Lip readers often vie for strategic tables at restaurants so they can monitor the lunch talk of U.N. officials. The U.N. folks know this, and they've become experts at whispering through clenched teeth or behind menus when they say anything confidential.


  So where do U.N. diplomats go to hold secret talks? The missions of many countries have specially constructed, windowless and soundproof rooms. Often, they also boast electronic shields, typically a wire mesh, under all surfaces -- walls, floor, and ceiling. Those rooms get a once-over with bug-detecting gear before each session.

For added security, participants are usually asked either to leave their cell phones outside or to turn them off. That's because a cell phone can be used as a bug. In addition to the frequency over which users normally chat, cell phones have another frequency for communicating with a base station.

Intelligence agencies can use this control frequency to open the microphone of a turned-on, idle cell phone and -- unbeknownst to the user -- eavesdrop on whatever is transpiring in the vicinity. The same goes for the cellular-radio systems in cars, such as General Motors's (GM ) OnStar technology.

Digital cell phones that use frequency hopping, known as spread-spectrum technology, are safe from most commercial scanners. But not from some spy agencies, which use equipment that pretends to be a base station and disables the handset's frequency hopping. Or they can pull a cloak-and-dagger job and install taps at a cellular company's base station.

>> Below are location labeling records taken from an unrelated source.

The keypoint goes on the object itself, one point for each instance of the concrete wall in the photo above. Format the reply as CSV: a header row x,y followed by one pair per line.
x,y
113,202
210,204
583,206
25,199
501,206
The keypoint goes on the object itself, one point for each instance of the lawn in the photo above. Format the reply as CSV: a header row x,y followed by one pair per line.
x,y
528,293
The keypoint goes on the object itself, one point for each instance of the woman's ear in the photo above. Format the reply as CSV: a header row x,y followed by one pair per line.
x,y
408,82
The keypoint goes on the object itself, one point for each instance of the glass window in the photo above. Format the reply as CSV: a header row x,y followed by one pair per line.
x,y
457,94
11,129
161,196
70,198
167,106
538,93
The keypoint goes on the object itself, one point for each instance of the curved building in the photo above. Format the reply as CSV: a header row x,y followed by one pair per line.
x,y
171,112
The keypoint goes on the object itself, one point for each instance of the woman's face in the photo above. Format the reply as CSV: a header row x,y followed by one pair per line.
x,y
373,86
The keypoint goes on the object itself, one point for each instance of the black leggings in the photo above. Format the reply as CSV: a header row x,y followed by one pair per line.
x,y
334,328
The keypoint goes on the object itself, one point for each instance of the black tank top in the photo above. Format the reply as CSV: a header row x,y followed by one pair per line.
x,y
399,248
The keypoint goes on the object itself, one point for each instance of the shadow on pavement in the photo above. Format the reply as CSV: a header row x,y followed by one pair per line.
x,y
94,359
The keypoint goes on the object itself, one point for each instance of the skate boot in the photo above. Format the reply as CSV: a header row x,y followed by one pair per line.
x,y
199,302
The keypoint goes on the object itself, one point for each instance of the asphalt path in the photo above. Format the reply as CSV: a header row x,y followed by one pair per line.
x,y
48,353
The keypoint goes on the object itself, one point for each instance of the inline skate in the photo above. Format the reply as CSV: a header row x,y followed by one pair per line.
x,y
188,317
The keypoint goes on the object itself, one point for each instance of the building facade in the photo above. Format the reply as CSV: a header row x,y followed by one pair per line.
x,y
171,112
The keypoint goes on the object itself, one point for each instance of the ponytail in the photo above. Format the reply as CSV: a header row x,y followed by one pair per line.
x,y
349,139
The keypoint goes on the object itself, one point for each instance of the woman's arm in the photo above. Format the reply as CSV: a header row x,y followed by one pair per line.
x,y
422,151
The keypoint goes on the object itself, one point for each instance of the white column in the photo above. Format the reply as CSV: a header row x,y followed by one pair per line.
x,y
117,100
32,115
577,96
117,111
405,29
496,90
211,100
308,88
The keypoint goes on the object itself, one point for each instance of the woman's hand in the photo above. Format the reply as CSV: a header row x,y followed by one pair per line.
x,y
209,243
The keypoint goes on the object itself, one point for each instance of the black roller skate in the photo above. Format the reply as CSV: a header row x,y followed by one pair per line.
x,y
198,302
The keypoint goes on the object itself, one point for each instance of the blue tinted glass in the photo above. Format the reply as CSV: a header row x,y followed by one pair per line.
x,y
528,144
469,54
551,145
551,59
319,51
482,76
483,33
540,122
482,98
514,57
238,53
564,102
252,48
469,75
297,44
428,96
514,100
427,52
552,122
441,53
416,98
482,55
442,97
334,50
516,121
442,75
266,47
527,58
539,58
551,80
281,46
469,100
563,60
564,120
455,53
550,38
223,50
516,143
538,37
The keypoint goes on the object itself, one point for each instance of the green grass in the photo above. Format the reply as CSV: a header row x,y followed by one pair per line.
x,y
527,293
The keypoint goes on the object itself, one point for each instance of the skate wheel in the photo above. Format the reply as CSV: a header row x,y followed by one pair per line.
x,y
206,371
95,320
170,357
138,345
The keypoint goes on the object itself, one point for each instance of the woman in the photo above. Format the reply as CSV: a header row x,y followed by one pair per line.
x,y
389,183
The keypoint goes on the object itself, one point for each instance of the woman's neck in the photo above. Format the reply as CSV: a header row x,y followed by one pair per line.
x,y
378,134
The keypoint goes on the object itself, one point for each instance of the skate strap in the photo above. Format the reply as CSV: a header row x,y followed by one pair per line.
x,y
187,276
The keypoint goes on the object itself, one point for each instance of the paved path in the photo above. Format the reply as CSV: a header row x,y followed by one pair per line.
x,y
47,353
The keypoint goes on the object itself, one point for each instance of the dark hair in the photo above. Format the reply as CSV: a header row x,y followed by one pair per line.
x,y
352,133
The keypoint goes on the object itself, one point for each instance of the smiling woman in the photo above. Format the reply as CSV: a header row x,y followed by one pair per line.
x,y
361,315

  What's it like to live under constant and continual surveillance? U.N. staffers shrug and say, "You get used to it." Of course, their own country's spies are probably playing the game, too, so they can't complain too much.

Maybe that's how all the worrying and gnashing of teeth over the erosion of privacy in this post-9/11 world will culminate: in resignation.

If snooping technology becomes so common that almost anyone can stick a nose into the affairs of anyone else, as seems likely, everyone will just take it for granted. The U.N. may be a preview of what's in store for all of us.